Sobre o posicionamento das barracas dos vendedores ambulantes na Dr. Montaury, o secretário avalia que as demarcações foram feitas com certa distância do piso tátil. Contudo, entende que alguns vendedores deslocam a estrutura. Ele diz que está sendo feito trabalho de conscientização e diálogo para o afastamento, sem prejuízos para quem usa o piso tátil.
— O principal líder deles não está no país, então é difícil com relação à questão da língua, da comunicação. Mas temos uma equipe que vem fazendo um trabalho quase diário com eles — diz João Uez.
Buracos completam aniversário
No Dia do Pedestre do ano passado, o projeto Vivacidade colou adesivos em formato de curativo em 10 ruas de Caxias. As colagens carregavam a frase “Cuide do pedestre cuidando da sua calçada”. A reportagem revisitou, na última quarta, cinco dos locais. Três foram consertados e dois permaneciam com os mesmos danos. A presidente do Vivacidade, Madeline Juber, diz que neste ano não haverá ação, mas que a equipe irá resgatar a última atividade, fazendo um antes e depois.
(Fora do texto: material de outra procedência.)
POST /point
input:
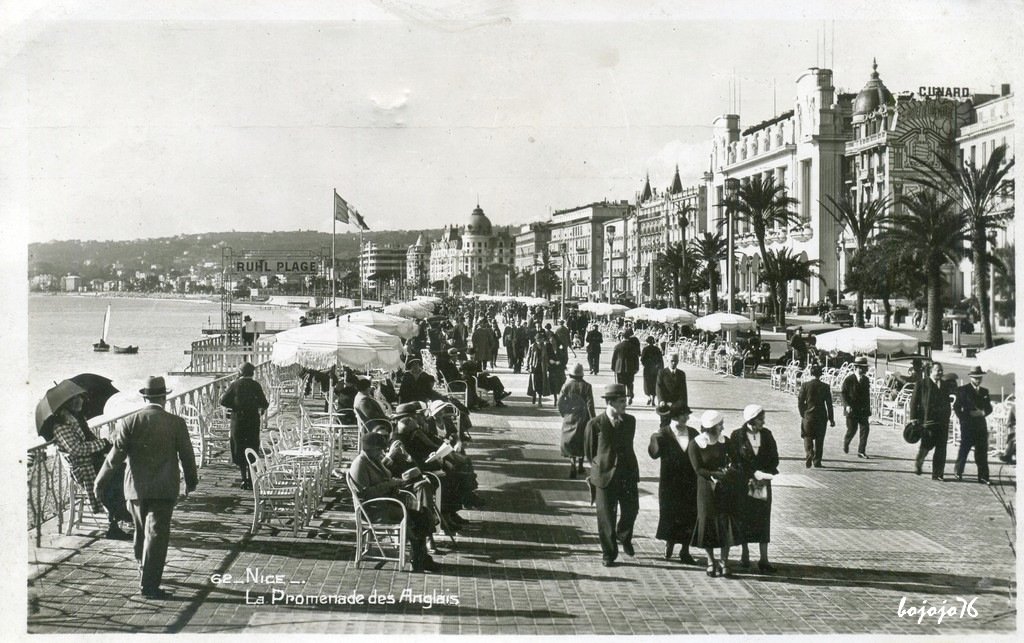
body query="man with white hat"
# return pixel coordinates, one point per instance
(857, 405)
(613, 474)
(972, 406)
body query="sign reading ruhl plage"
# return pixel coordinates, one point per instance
(259, 263)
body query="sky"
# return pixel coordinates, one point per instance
(127, 120)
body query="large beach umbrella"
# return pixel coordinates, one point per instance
(718, 322)
(393, 325)
(324, 345)
(641, 313)
(675, 315)
(1000, 359)
(873, 339)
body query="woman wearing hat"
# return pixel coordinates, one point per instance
(677, 485)
(247, 401)
(709, 454)
(755, 454)
(651, 359)
(576, 404)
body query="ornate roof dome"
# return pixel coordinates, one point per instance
(478, 222)
(872, 95)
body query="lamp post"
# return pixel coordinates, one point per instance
(731, 186)
(610, 234)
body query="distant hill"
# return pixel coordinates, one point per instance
(92, 259)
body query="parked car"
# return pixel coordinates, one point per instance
(840, 314)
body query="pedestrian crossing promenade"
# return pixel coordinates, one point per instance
(861, 546)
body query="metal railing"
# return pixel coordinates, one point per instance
(49, 477)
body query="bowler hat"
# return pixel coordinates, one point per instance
(613, 391)
(155, 387)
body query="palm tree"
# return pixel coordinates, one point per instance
(933, 229)
(711, 250)
(763, 205)
(861, 222)
(780, 267)
(986, 197)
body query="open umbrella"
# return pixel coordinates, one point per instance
(675, 315)
(324, 345)
(1000, 359)
(718, 322)
(873, 339)
(391, 324)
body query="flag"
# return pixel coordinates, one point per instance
(340, 208)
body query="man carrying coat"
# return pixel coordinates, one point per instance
(972, 406)
(930, 405)
(814, 403)
(613, 474)
(857, 405)
(153, 441)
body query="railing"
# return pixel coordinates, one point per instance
(49, 478)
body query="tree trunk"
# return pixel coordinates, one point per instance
(934, 307)
(981, 284)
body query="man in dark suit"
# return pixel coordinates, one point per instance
(814, 403)
(613, 474)
(153, 441)
(671, 388)
(857, 405)
(626, 361)
(972, 406)
(930, 405)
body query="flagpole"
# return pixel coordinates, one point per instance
(334, 252)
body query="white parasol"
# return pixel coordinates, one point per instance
(393, 325)
(718, 322)
(873, 339)
(323, 345)
(1000, 359)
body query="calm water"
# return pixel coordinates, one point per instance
(62, 329)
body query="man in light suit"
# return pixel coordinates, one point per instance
(814, 403)
(671, 388)
(153, 441)
(972, 406)
(857, 405)
(613, 474)
(930, 405)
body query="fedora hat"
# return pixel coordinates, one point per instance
(711, 419)
(752, 411)
(155, 387)
(613, 391)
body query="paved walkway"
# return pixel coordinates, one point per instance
(853, 542)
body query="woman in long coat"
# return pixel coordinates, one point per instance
(576, 404)
(716, 526)
(677, 485)
(246, 399)
(538, 358)
(652, 360)
(755, 452)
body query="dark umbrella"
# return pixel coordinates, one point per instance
(96, 388)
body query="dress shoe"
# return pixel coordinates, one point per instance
(156, 594)
(115, 532)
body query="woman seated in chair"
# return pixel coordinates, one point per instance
(372, 479)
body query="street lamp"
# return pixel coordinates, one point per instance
(731, 186)
(610, 234)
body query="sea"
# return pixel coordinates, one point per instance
(64, 328)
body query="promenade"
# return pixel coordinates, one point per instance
(856, 545)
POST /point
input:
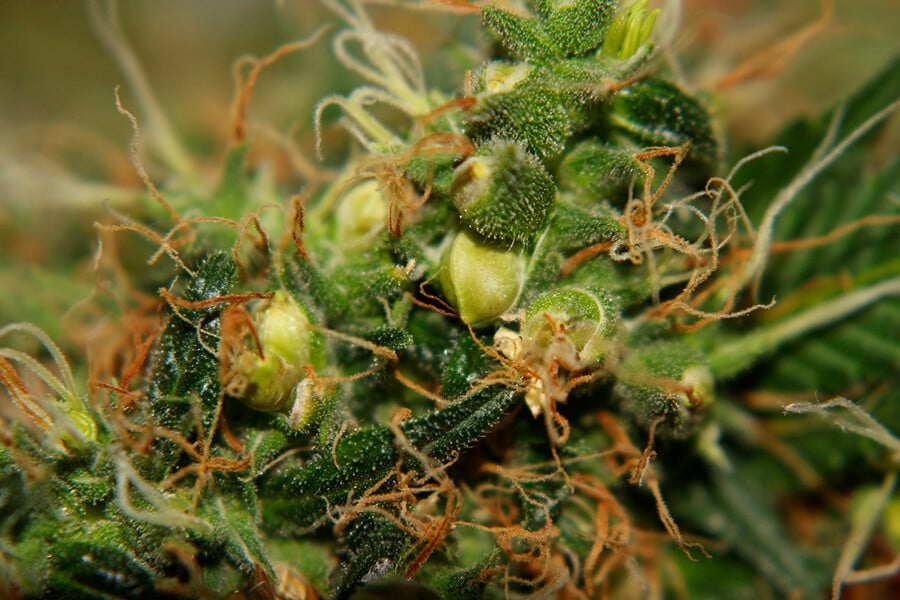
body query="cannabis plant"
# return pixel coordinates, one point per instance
(539, 335)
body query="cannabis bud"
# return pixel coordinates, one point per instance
(630, 30)
(267, 378)
(481, 280)
(665, 383)
(361, 214)
(503, 192)
(577, 323)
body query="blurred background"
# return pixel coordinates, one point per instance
(64, 149)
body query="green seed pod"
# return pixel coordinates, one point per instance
(270, 378)
(503, 192)
(578, 324)
(629, 30)
(482, 281)
(361, 214)
(667, 383)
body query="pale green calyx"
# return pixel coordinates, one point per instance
(575, 320)
(481, 280)
(502, 77)
(361, 214)
(265, 378)
(629, 30)
(503, 192)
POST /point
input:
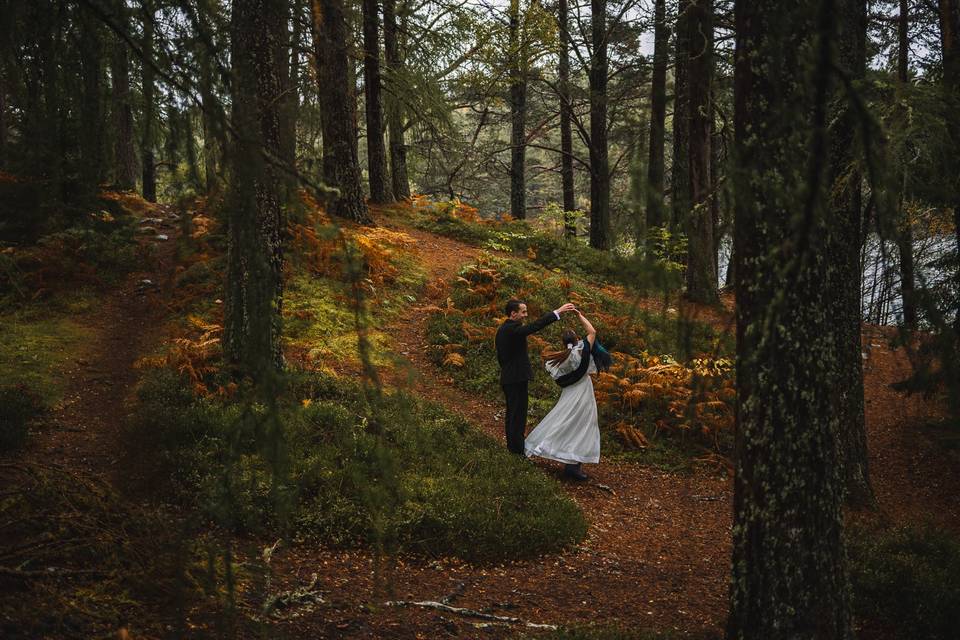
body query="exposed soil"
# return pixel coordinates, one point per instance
(657, 551)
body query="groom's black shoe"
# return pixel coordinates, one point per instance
(573, 472)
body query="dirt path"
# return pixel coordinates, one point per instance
(658, 547)
(83, 434)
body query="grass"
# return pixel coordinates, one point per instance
(35, 346)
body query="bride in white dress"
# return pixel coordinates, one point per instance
(570, 433)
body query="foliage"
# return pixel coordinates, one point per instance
(907, 578)
(19, 404)
(643, 397)
(80, 559)
(401, 474)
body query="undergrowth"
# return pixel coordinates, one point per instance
(394, 473)
(906, 578)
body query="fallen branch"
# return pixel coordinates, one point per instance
(472, 613)
(49, 572)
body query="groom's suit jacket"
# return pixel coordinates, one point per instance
(512, 348)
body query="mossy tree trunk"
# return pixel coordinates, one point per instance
(148, 130)
(340, 161)
(701, 272)
(656, 216)
(905, 228)
(679, 169)
(600, 231)
(566, 118)
(254, 300)
(91, 106)
(380, 191)
(124, 155)
(518, 114)
(394, 107)
(789, 577)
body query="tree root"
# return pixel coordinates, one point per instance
(471, 613)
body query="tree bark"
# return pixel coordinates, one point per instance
(376, 151)
(680, 169)
(341, 165)
(701, 273)
(518, 115)
(394, 63)
(91, 124)
(600, 231)
(844, 254)
(566, 121)
(789, 577)
(254, 290)
(950, 43)
(656, 216)
(125, 155)
(147, 162)
(905, 230)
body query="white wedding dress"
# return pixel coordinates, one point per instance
(570, 433)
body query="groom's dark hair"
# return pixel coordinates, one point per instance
(513, 305)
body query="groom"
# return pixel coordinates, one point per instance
(515, 371)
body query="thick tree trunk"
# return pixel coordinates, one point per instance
(600, 231)
(125, 155)
(680, 169)
(518, 115)
(376, 151)
(341, 165)
(656, 216)
(254, 291)
(566, 121)
(147, 163)
(394, 107)
(91, 124)
(905, 231)
(844, 254)
(789, 578)
(701, 249)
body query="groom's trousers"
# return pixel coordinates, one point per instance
(516, 421)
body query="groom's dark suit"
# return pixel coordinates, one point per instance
(515, 373)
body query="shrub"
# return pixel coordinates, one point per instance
(907, 578)
(19, 405)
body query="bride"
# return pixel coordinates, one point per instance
(570, 433)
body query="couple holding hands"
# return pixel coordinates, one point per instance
(569, 433)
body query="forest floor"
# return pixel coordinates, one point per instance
(657, 552)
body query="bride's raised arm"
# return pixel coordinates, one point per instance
(591, 332)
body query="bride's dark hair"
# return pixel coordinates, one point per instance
(569, 337)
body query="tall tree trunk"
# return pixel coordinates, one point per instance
(290, 104)
(701, 248)
(518, 115)
(566, 121)
(680, 169)
(125, 155)
(789, 577)
(376, 151)
(394, 107)
(254, 291)
(147, 163)
(905, 231)
(844, 254)
(600, 231)
(341, 165)
(91, 124)
(656, 216)
(950, 43)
Na Rua Treze de Maio, entre a Sinimbu e a Avenida Júlio de Castilhos, o buraco constatado em 2021 não foi localizado pela reportagem. Já na Avenida Rio Branco, entre as ruas Dr. Protásio Alves e Miguel Muratore, o buraco foi consertado. Contudo, o trecho apresenta outras pedras soltas. Na Rua Dr. Montaury, entre as ruas Flores da Cunha e São João, o problema também foi solucionado. Por outro lado, os buracos permaneciam na Rua Ernesto Alves, quase na entrada da rodoviária e na Matteo Gianella, próximo à Igreja do bairro Santa Catarina – local onde a calçada está bem danificada, apresentando pedras soltas e dificuldade para a passagem.
Contraponto
Sobre os postes posicionados no meio da calçada, a Rio Grande Energia (RGE) diz que o poder público ou até mesmo os moradores e comerciantes podem fazer a solicitação de deslocamento das estruturas. A partir do pedido, a empresa realiza orçamento, planejamento e projeto técnico, para a execução dessa obra.